Training: Farmers told us that their main interaction with the national government was via agricultural extension workers who mostly promoted chemical farming and hybrid seeds in their trainings. “Train the extension workers to promote organics and have them give out traditional seed varieties,” was one farmer’s advice. A self-trained “farmer scientist” told us: “The government is focused on yields; we farmers are focused on health, environment and income.” He and other creative farmer scientists in both Mindanao and Luzon taught us the latest in organic technologies. His suggestion: The thousands of extension workers should meet with them for training so that they can share this expertise with other farmers.

The next generation: More than one farmer suggested that change needs to start in elementary schools: “Put organic farming in the social studies and science curriculum. Focus on the children; they will understand the health and environmental issues.” Others said this shift in content needs to go all the way up to the agriculture schools, where graduates described to us how chemical agriculture is often all that is taught.

Irrigation: Most of the irrigation canals in the country are decades old and farmers want them repaired and upgraded. Agricultural experts at the Philippine Rural Reconstruction Movement and at Rice Watch and Action Network told us that upgrading the irrigation system should be a government priority. This could add 10-20 percent to the country’s rice output, which would eliminate the need for imports. Rice Watch experts explained that a key part of the problem is that many of the watersheds that feed the irrigation canals are stressed by deforestation; hence they also see a key role for the Department of Environment and Natural Resources.

Crop insurance: The Philippines suffers more typhoons than any other country. For rice farmers in Luzon and parts of the Visayas, this means frequent destruction of crops, yet there is no viable, government-subsidized crop insurance program. Farmers want and need one.

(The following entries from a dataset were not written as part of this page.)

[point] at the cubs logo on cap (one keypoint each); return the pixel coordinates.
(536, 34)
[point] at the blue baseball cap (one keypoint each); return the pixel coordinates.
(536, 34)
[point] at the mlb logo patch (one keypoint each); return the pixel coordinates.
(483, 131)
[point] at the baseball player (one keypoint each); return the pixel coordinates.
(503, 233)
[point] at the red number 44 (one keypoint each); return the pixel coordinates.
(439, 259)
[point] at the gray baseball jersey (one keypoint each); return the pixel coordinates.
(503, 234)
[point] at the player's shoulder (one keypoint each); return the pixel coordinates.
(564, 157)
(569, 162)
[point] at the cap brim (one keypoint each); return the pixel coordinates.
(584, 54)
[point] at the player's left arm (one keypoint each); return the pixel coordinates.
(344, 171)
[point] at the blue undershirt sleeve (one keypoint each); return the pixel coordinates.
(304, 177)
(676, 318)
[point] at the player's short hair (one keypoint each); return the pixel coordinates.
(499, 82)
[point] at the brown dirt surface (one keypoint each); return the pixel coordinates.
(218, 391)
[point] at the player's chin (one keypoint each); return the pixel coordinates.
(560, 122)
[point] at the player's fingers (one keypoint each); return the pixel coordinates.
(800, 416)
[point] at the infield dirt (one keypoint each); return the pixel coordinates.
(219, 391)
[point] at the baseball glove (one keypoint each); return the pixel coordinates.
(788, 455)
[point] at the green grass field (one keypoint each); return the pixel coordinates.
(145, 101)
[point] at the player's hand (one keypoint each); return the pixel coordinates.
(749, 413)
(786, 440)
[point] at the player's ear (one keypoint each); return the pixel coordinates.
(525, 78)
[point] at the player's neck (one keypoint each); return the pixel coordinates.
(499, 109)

Fund the organic law: Over the past year, organic farmers and their advocates successfully spent enormous energy pressing Congress to pass a very good Organic Agriculture Act in April 2010. The act mandates the government to promote and further develop the practice of organic farming in the Philippines, in part through farmers’ and consumers’ education. Unfortunately, Congress failed to provide adequate financing for the act. Farmers want it well funded.

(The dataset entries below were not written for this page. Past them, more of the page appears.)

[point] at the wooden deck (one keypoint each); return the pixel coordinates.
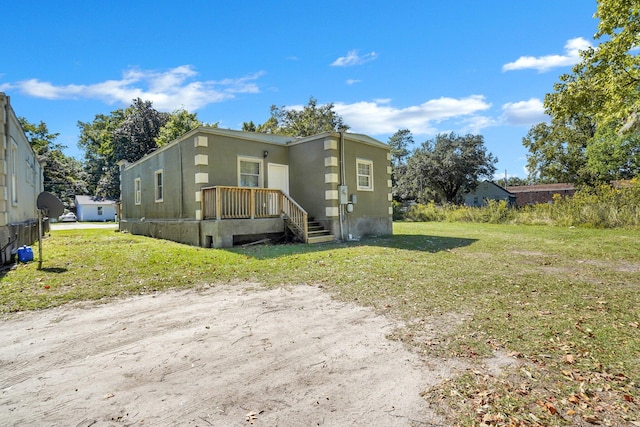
(223, 202)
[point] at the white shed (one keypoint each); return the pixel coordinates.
(89, 208)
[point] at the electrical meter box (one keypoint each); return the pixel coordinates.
(343, 194)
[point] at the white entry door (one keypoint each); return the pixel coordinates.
(278, 177)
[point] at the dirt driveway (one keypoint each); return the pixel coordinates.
(230, 356)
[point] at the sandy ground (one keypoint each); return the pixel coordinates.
(231, 356)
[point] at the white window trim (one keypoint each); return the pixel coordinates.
(365, 162)
(137, 188)
(257, 160)
(155, 185)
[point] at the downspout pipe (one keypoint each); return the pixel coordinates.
(342, 182)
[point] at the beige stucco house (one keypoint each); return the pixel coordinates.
(216, 188)
(21, 181)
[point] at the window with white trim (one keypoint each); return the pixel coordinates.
(159, 184)
(364, 174)
(138, 190)
(249, 172)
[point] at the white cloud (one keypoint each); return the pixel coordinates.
(380, 117)
(167, 90)
(545, 63)
(523, 113)
(353, 58)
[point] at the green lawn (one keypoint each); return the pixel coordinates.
(565, 301)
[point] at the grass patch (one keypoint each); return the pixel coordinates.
(563, 300)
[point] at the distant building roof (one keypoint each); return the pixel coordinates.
(93, 200)
(540, 188)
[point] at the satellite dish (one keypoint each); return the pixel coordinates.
(51, 204)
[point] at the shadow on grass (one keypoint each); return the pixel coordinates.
(408, 242)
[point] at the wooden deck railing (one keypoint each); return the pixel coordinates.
(223, 202)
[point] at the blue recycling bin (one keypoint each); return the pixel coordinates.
(25, 254)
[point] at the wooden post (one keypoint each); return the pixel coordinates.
(218, 200)
(252, 203)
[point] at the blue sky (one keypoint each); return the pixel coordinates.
(471, 66)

Speed up land reform: Too much of Philippine farm land remains in the hands of the few. Too many of the country’s small farmers do not own the land they till or have been forced to mortgage their land, and they are burdened with debts. Several farmers and advocates told us that in his first year in office, President Aquino would do well to initiate land reform on his family’s sprawling Hacienda Luisita. This action would have huge symbolic significance to the farmers.

Protect rice from “free trade” agreements: Some farmers and their advocates explained that the World Trade Organization, with the strong backing of global agribusiness firms, is trying to eliminate the protected status of Philippine rice by 2012. Some farmers told us that the government should insist that rice be included among the “special products” that the WTO exempts from large tariff reductions. In addition to the WTO, there is a trade agreement among Southeast Asian nations, AFTA, which is trying to reduce tariffs on most goods to zero; again farmers and advocates want the Philippine government to fight to have rice exempted. Farmers want and need the government to offer protections against cheap rice imports

Organic rice farmers we interviewed were proud to tell us about the positive changes they have initiated in their rice fields, and they want the government’s support. Filipino farmers often compare themselves to the rest of Asia, wanting to shine above others. Here is the government’s chance. The Philippines could be the organic rice superpower of Asia. And the beneficiaries would not just be farmers, but also the millions of Filipinos who would eat healthier rice in a cleaner environment.

Robin Broad is a professor at the American University and John Cavanagh co-chairs the New Economy Working Group at the Institute for Policy Studies.